Body Politics
When I want to talk about sex, I usually seek out women. And I usually pay $1.99 a minute. But Congressman Darrell Issa does it differently. When the chairman of the House Committee on Oversight and Government Reform held his hearing Feb. 16 on the Obama Administration rule requiring religious institutions to include birth control in their employees' health coverage, his first panel had five men and no women. That panel, however, did finally answer the question of what happens when a bishop, a rabbi, a reverend and two Southern Baptists walk into a crowded congressional committee room: they piss off a lot of women.
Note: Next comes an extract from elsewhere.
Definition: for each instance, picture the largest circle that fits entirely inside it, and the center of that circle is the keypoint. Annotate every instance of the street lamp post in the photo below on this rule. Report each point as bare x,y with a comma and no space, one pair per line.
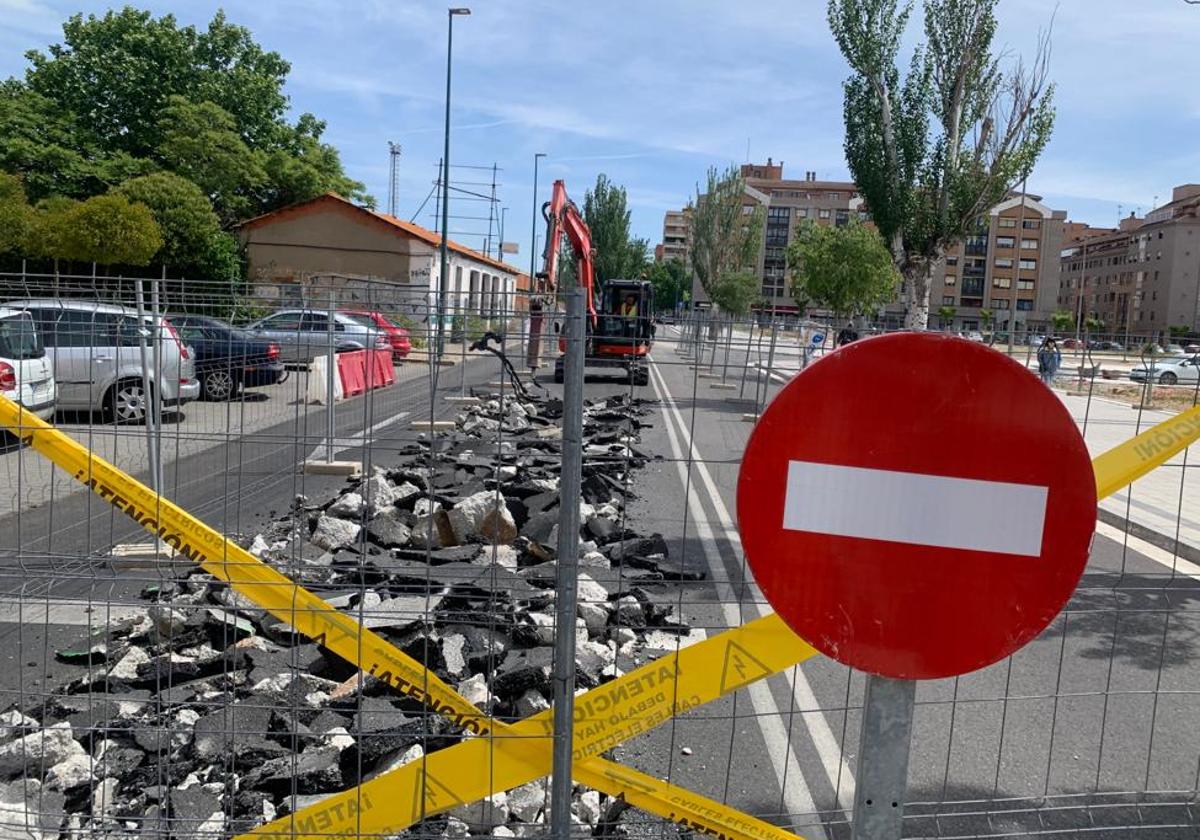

Committee member Carolyn Maloney said, "Where are the women?" and then walked out with Representative Eleanor Holmes Norton, who is not actually allowed to vote on legislation, since she represents Washington, D.C. And is a woman. Sure, there were two women on the six-person panel later in the day, but by that point the photo of the all-male first panel had flown around the Internet to every woman in America, all of whom had free time to look at it because they were not on panels.
I always thought birth control was equally relevant to both sexes, since we both are responsible for the kids. Then I saw the vile and repulsive things that happened to my otherwise lovely wife Cassandra when she got pregnant. That's when I realized birth control is indeed a women's issue.
So to make it up to the ladies for being left out by Issa, I decided to have nothing but women on my panel about whether churches should pay for drugs for erectile dysfunction. I also asked them about first-person-shooter video games. Issa's hearing was officially called "Lines Crossed: Separation of Church and State. Has the Obama Administration Trampled on Freedom of Religion and Freedom of Conscience?" So I called mine "Can I Get Away with Calling Serious Professional Women and Getting Them to Talk to Me About Flaccid Penises and Blasting People in the Face with M-60s?"
Sandra Fluke, a Georgetown Law student whose friend lost an ovary because she couldn't afford the birth control pills that had been prescribed for her condition, had been invited to speak on the panel by the Democrats on the House Committee on Oversight and Government Reform, but Issa rejected her the night before because she wasn't an expert on religious freedom. Though she wasn't right for his panel, it turned out she was perfect for mine. Fluke took a few human-sexuality courses when she was at Cornell and was a teaching assistant for one class. She informed the panel about the myriad causes of erectile dysfunction and listed some really dramatic treatments, which may or may not be covered by health insurance but which totally freaked out the committee. She also knew that Grand Theft Auto is not a first-person shooter.
Panel member Lisa Jervis, a co-founder of the feminist magazine Bitch, testified to the committee that "there's a lot of things you can do without an erection." She thought it was wrong for religious institutions' health plans to pay for Viagra but not contraception for their employees. "In my day, the right amount of whiskey did the trick," she said. When asked about first-person-shooter games, she interrupted the committee and said, "I'm bored now."